Ich erinnere mich noch daran, wie wir im Oktober am Brandenburger Tor aufgetreten sind – David, Rachel und ich – in Solidarität mit Israel. Die meisten dort waren Betroffene. Juden oder Ehefrauen, Ehemänner von Juden. Sonst war dort niemand. Jetzt gehen Zehntausende gegen Rechtsextremismus auf die Straße, zu Kundgebungen, die zum Teil von Israelhassern initiiert sind. Das macht mich misstrauisch. Ich verstehe meinen Vater jetzt sehr viel besser. Ich verstehe, wie er sich gefühlt haben muss Anfang der 1930 Jahre, als alles wegrutschte. Wir rutschen hier auch gerade weg. Es ist nur eine von vielen Krisen, mit denen Deutschland konfrontiert ist. Die Lage ist wenig erfreulich, um es zurückhaltend zu formulieren.

Sind Sie enttäuscht?

Andrej Hermlin: Man kann nur enttäuscht sein, wenn man sich etwas eingebildet hat, was es nicht gab. Menschen sind wie sie sind: sehr unterschiedlich. In uns allen wohnt Zwietracht und Hass, aber auch Liebe. Bei den einen überwiegt vielleicht der Neid und die Missgunst und bei den anderen ist es Liebe oder die Freude, anderen zu helfen. Man kann nur versuchen, sich mit Menschen zu umgeben, die zur letzteren Gruppe gehören. Oder die, die wütend sind, davon abzubringen. Haltung zeigen, darauf kommt es in solchen Zeiten an.
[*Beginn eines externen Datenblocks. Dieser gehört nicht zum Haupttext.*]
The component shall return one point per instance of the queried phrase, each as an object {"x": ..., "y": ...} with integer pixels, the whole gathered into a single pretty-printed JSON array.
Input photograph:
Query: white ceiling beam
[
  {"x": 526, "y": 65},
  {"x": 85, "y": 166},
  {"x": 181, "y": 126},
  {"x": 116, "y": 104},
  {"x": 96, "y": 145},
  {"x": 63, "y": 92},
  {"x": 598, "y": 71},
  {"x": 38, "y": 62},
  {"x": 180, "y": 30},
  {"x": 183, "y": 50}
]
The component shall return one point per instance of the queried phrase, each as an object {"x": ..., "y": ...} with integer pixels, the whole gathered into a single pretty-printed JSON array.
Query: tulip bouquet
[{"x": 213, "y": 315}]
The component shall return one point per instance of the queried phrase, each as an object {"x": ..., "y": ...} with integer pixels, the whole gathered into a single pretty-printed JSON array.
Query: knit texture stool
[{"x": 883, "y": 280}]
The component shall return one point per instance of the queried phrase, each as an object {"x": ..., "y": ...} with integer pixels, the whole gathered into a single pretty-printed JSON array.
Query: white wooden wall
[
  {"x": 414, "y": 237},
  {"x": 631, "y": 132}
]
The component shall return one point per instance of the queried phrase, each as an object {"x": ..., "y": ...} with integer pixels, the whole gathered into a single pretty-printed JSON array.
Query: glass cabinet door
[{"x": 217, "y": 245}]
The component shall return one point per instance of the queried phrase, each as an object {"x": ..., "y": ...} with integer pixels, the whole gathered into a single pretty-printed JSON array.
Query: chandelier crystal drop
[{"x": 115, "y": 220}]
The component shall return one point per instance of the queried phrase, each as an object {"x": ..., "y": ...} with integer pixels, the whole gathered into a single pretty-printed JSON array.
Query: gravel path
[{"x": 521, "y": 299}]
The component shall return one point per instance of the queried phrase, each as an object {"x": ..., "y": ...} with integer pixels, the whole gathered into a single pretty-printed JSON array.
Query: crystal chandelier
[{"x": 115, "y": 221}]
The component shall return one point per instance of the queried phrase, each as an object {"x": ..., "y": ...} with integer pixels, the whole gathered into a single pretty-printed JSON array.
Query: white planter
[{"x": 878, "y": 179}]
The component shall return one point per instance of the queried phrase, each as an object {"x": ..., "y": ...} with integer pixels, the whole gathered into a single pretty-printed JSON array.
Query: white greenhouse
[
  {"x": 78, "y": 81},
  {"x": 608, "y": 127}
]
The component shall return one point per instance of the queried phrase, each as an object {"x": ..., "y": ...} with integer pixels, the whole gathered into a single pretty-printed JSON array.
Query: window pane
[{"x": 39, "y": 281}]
Das klingt dramatisch. Wie behalten wir in solchen Zeiten unsere gute Laune?

Andrej Hermlin: Mit Swing (lacht). Kommen Sie am 3. März zu uns ins Konzert. Das sind doch sehr erfreuliche Aussichten! Hoffnung verbreiten, Swing hat genau diese Funktion. Im Amerika der 1930er Jahre haben sich die Menschen ihren letzten Penny für den neusten Film mit Fred Astaire und Ginger Rogers abgespart. Für zwei Stunden in einer Traumwelt zu schweben, das ist doch was! Vielleicht liegt es daran, dass die Musik jetzt wieder so erfolgreich ist.